A Really Great Kiss cont. A.K.A. Sleep Deprived Reminiscing

For the record; the guy knew what he was doing. I think it was half chemistry and half him knowing exactly what the hell he was doing.

ok, so I tried to straiten out my hair, he messed it up again. He kissed me with my hair in my face, pulled the hair aside and kissed my neck. It felt amazing, but not as good as his hands. His hands were on my legs, arms, back, stomach, neck. He said "see, touching is good." I never wanted him to stop touching me. I touched his knee. I wanted to touch everything.

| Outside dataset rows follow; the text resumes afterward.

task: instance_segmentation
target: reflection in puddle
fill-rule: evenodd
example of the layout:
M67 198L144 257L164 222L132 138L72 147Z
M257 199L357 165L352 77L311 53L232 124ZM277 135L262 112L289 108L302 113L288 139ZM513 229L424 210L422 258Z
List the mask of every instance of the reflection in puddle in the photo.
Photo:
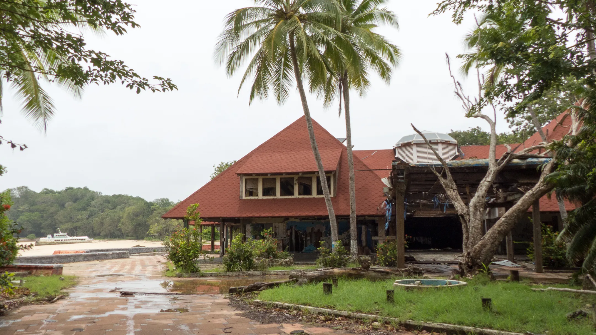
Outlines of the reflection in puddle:
M188 311L188 308L168 308L167 309L162 309L159 311L159 312L170 312L173 313L186 313Z
M166 280L160 286L170 292L183 294L227 294L229 288L234 286L249 285L257 281L268 283L285 279L287 279L287 276L231 277L218 280L193 279L176 281Z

He asked me if I wanted him to go. No no no nonononono. It was an unfair question. I told him he needed to go. He asked again and I asked him to go to church with me the next day. A small exchange after that and he agreed that he should go. I wanted him to stay. I wanted him to take off his shirt. I wanted him to take off my shirt. I wanted to see just how far I could go before I incinerated or went to hell. I wanted to test my theology. I didn't do any of those things.

This time when he kissed my neck again took an effort not to go boneless. I almost asked him not to stop.

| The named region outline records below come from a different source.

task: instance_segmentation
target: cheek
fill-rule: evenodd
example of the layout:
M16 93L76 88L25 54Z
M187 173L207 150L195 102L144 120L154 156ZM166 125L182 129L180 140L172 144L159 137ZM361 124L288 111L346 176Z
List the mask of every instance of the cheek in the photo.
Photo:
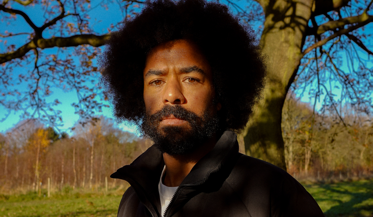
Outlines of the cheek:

He told me "Let's say I like you enough to be protective of you." I didn't know how good words like those could feel.

I decided to go with him to his bus station. I wanted just a few more minutes with this miracle of sensation. How could I have dated a guy for 11 months and felt none of this? This, which was inspired in two days. I wanted to see him in the light, to see the body I'd felt in the dark, that my own body seemed so at home with against all rational. He was so comfortable, being against him was comfortable. I wanted to kiss again.

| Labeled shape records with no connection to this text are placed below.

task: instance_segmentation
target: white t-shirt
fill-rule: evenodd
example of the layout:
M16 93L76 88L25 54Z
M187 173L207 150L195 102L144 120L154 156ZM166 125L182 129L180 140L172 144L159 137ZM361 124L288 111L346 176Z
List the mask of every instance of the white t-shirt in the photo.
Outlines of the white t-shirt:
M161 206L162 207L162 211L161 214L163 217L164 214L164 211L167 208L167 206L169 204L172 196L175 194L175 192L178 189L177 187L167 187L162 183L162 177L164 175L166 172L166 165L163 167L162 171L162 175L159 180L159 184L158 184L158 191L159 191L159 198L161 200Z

We took the stairs and I almost fell a couple of times, my land legs not fully back yet. I felt giddy.

On the subway, in an act of daring, I touched his chest over his jacket, and told him he was very fit. He laughed and said he knew. He had a big enough ego I wasn't going to tell him him the real words, perfect body, like a drug.

At his bus stop we kissed softly and parted.

I could smell him on my skin, taste him on my lips. My skin buzzed and blushed. It took me an hour to find the bus stop I'd been to dozens of times. I felt breathy and beautiful and powerful and brave.

I spent the next three hours saying "Oh my gosh. Oh my gosh. Oh my gosh!" every few minutes.

The entire next week the song "Bad Things" was stuck in my head.

After that, I have to say. Kisses are AMAZING.